| 研究概要 |
A, I)Lmx1a-GFP相同性遺伝子導入株をサザンプロット法にて3株(3/300株)確認した。得られた細胞株を、未分化を維持したまま増殖させ、十分なストックを作成した。それらをもちいて、下記(A, II)に示す分化方法にてLmxla-GFPの発現を解析中である。GFP発現の最も強い株をB)移植実験もしくはknock-inマウスの作製に来年度用いる予定である。

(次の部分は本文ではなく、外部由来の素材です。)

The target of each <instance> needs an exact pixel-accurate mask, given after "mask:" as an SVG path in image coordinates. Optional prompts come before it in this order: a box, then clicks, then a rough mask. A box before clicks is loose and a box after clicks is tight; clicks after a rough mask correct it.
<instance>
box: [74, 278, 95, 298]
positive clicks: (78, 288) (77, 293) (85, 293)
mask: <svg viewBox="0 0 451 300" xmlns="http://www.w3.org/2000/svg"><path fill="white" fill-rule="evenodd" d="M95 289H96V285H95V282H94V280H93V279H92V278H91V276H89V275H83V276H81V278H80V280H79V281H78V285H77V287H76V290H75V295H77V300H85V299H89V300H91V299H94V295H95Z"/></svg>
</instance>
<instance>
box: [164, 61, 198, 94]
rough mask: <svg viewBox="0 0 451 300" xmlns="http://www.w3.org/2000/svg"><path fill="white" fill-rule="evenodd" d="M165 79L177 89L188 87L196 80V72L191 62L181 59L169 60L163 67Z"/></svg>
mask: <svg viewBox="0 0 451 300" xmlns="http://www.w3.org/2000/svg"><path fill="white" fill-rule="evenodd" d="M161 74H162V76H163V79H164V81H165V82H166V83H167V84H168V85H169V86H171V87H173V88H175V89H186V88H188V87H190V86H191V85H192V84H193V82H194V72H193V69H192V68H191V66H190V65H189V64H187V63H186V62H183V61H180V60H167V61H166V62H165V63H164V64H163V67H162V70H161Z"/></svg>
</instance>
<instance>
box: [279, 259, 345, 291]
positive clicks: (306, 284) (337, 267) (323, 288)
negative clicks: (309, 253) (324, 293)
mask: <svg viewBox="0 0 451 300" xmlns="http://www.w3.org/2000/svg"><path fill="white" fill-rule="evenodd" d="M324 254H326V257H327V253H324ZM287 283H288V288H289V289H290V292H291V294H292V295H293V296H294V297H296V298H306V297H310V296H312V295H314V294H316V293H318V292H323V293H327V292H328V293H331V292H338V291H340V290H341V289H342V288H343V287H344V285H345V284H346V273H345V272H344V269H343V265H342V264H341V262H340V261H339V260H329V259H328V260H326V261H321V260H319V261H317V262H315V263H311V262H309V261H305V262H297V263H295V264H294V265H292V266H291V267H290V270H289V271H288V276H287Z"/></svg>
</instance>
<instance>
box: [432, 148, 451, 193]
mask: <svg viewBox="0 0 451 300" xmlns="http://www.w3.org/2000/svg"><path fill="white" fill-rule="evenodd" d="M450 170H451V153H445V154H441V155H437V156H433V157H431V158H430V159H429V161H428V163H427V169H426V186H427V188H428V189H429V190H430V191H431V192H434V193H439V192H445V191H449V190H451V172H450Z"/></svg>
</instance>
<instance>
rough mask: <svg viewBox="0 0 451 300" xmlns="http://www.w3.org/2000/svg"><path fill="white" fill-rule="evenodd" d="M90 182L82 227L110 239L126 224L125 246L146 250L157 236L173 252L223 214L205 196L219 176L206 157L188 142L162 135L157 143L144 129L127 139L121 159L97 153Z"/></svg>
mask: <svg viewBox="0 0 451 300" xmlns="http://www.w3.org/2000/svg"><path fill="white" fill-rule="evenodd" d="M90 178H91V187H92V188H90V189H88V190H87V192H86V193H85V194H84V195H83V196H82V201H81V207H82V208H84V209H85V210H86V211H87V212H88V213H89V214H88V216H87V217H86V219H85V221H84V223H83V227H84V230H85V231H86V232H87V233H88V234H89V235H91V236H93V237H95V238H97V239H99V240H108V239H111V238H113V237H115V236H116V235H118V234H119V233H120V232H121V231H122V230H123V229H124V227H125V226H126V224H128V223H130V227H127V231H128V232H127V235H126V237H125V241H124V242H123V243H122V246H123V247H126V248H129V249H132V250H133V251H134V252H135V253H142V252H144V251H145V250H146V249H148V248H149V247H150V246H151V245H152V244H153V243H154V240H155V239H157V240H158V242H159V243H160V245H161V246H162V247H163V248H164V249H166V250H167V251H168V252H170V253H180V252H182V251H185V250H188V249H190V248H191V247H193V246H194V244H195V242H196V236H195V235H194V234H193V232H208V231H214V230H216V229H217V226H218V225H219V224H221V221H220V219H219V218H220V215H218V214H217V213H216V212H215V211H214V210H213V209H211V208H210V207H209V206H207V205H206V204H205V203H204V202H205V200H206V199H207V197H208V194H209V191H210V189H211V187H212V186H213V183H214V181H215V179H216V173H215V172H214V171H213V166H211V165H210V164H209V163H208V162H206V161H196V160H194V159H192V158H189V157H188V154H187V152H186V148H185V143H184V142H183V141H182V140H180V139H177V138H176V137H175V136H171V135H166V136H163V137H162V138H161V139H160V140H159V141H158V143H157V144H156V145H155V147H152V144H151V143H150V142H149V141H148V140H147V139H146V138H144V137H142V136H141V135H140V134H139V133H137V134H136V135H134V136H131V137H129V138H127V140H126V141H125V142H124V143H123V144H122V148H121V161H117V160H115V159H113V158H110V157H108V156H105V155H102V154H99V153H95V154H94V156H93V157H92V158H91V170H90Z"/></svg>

A, II)新規分化誘導法では、さらに高率にA9ドーパミン産生細胞を得るための条件を検討した。胚様体形成中に5ng/ml FGF8、100ng/ml Shh、500ng/ml nogginを添加し、さらにsingle cellに分解したあとで、付着培養しながら100ng/ml FGF8、400ng/ml Shh、500ng/ml nogginを添加することでpitx3、TH二重陽性のdopamine細胞をさらに効率よく分化誘導できることを発見した。中脳黒質に存在する細胞群と同じ性格をもつことを強固に確認するため、分化後の細胞のNurr1、En1などの染色を行い、それらがそれぞれ90%以上陽性である事が確認できた。FACS抽出のための適切な細胞処理、機器などの条件設定を確認した。その後、分化誘導後の細胞群をsingle cellにした後、GFP発現率を計算した。全体の細胞に対して約19%が陽性であり、抽出後の陽性細胞率は約90%と高純度の選択細胞を得ることが可能であった。現在、抽出後の陽性細胞が良好に生存するかどうか、また、同じ性格を保持することが可能かどうかを検討中である。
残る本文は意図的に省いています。